Adenosine A(1) receptors determine glomerular hyperfiltration and the salt paradox in early streptozotocin diabetes mellitus

Abstract

Background: In early type 1 diabetes mellitus, changes in proximal reabsorption influence glomerular filtration rate (GFR) through tubuloglomerular feedback (TGF). Due to TGF, a primary increase in proximal reabsorption causes early diabetic hyperfiltration, while a heightened sensitivity of the proximal tubule to dietary salt leads to the so-called salt paradox, where a change in dietary salt causes a reciprocal change in GFR ('tubulocentric principle'). Here, experiments were performed in adenosine A(1) receptor knockout mice (A(1)R-/-), which lack an immediate TGF response, to determine whether A(1)Rs are essential for early diabetic hyperfiltration and the salt paradox.

Methods: GFR was measured by inulin disappearance in conscious A(1)R-/- and wild-type (WT) mice after 4 weeks of streptozotocin diabetes on a control NaCl diet (1%), and measurements were repeated after 6 days of equilibration on a low-NaCl (0.1%) or a high-NaCl (4%) diet.

Results: A(1)R-/- and WT were similar with respect to blood glucose, dietary intakes and body weight changes on a given diet. Diabetic hyperfiltration occurred in WT, but was blunted in A(1)R-/-. A reciprocal relationship between GFR and dietary salt was found in WT diabetics, but not A(1)R-/- diabetics or nondiabetics of either strain.
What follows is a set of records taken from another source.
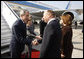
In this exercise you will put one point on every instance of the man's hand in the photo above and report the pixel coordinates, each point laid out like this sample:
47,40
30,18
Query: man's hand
35,42
38,37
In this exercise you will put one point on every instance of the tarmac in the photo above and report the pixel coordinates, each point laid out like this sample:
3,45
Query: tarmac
77,40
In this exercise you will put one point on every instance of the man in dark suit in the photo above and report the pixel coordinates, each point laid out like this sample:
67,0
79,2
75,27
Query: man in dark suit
52,37
19,38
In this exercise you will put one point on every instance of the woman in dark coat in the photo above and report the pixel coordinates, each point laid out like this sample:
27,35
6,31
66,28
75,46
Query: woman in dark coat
66,43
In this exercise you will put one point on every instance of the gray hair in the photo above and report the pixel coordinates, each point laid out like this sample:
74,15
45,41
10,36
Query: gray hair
22,12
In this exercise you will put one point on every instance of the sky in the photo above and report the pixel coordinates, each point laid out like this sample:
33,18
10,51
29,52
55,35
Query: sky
63,4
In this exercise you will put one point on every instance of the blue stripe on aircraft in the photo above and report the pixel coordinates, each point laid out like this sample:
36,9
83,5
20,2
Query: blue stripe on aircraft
31,4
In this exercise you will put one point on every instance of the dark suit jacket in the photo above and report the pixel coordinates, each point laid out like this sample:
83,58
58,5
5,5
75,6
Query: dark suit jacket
51,41
67,45
42,27
19,38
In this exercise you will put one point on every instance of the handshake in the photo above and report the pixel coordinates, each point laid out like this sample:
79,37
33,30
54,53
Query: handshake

Conclusion: A(1)Rs determine glomerular hyperfiltration and the salt paradox in early diabetes, which is consistent with the tubulocentric principle.

Fig. 1

Diabetes-induced glomerular hyperfiltration is blunted in A₁R–/– mice. Parameters were assessed in WT and littermate A₁R–/– mice on a standard NaCl diet (1%) at 4 weeks after STZ or vehicle injection. GFR was assessed in awake mice. The absence of A₁Rs did not affect the STZ-diabetes-induced increase in blood glucose, food and fluid intake, or the modest reduction in body weight. The lack of A₁Rs, however, blunted the STZ-diabetes-induced increase in GFR. n = 10–12/group. * p < 0.05. NS = Not significant.

Fig. 2

Plasma aldosterone concentrations and changes in salt and fluid intake and body weight in WT and A₁R–/– mice in response to low and high NaCl intake. WT and littermate A₁R–/– mice were switched from a control NaCl diet (1% NaCl) to a low- (0.1% NaCl) or high- (4%) NaCl diet at about 5 weeks after STZ or vehicle injection. The absence of A₁Rs did not affect salt intake or the ability to maintain body weight in response to low or high NaCl intake. n = 5–6/group. ^a p < 0.05 vs. low NaCl; ^b p < 0.05 vs. WT on same diet.

Fig. 3

The NaCl paradox of the diabetic kidney is present in WT mice but absent in A₁R–/– mice. Paired GFR measurements were performed in awake WT and littermate A₁R–/– mice under the control NaCl diet (1% NaCl, single measurements are shown from the experiments summarized in fig. 1) and after 1 week of low (0.1% NaCl) or high (4%) NaCl intake. Measurements on the 1% NaCl diet were taken at 4 weeks after STZ or vehicle injection. One week later, the mice were switched to a low- or high-NaCl diet. In STZ-diabetic WT mice, switching from control to low or high NaCl intake induced significantly different and opposing responses in GFR, i.e. a rise in response to low NaCl and a fall in response to high NaCl intake. Moreover, the kidney weight was greater in STZ-diabetic WT mice on low versus high NaCl intake. In STZ-diabetic A₁R–/– mice, the NaCl paradox of GFR and the greater kidney weight in mice on the low-NaCl diet were not detectable. n = 5–6/group. * p < 0.05.